先生はこれが好きやったんやなぁ〜と思いを馳せながら見れたのが嬉しい。
そんな感じで一気に大量の良作品を浴びれて、くっ眩しい…!目が幸せ過ぎて潰れる…!とわけのわからない状態になりましたが、今回大きく学びになったのが美人画だけが先生の魅力じゃなかったという点です!
キュレーションが東京と京都では全然違ったのですが、東京の方では特に「鏑木清方は【生活】を描く画家だ」という点が強く押し出されていたおかげでそれに気づくことができました。

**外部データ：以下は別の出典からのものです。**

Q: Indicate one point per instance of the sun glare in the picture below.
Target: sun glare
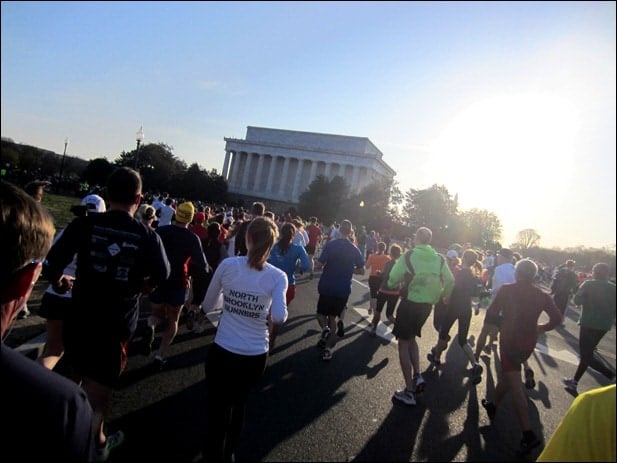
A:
(487, 150)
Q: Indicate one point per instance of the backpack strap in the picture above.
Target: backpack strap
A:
(410, 268)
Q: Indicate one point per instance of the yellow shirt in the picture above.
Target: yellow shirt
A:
(587, 431)
(376, 263)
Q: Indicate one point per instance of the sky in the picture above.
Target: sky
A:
(510, 105)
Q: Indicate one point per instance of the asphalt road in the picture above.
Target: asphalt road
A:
(305, 409)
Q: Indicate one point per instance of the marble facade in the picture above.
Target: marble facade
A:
(280, 164)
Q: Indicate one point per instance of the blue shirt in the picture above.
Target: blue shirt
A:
(340, 258)
(287, 262)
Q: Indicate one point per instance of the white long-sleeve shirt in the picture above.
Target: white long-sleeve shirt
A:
(248, 297)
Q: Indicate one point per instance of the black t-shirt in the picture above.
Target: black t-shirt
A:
(44, 413)
(117, 256)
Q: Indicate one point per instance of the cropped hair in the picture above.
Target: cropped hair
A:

先生はご自身が生まれた明治時代に対して強い思いがあって、関東大震災や太平洋戦争や近代化によって失われてしまった古き良き明治の文化を悲しみ、それを残したい!という思いが絵を描く原動力になっていたそうです。
「需(もと)められて画く場合 いはゆる美人画が多いけれども、自分の興味を置くところは生活にある。それも中層以下の階級の生活に最も惹かるる」
(「そぞろごと」昭和10年4月『鏑木清方文集ー制作余談』より)
という言葉や
「風景画に向ふ時は、何か窮屈な家の中をはなれて、ほんとうに野びろいところへ出たやうな気がする。殊に生活をもつ風景に接する時、今の私は一ばん生き生きとした制作慾を感ずるのである。」
(「そぞろごと」より)
というところからも先生がどれだけ生活を描くことに重きを置いていたかがわかります。
『金沢絵日記(1919)』『夏の生活(1923)』のような家族と旅行に出かけた時の写生作品を見ていると肩の力が抜けてどの絵よりも描くのが楽しそうなのが伝わってくるし、優しさに溢れた何気ない日常の尊さみたいなのも感じて、うわ〜それが一番大事なやつ〜と思わぬところで泣けました。モーリス・ドニみたいやった。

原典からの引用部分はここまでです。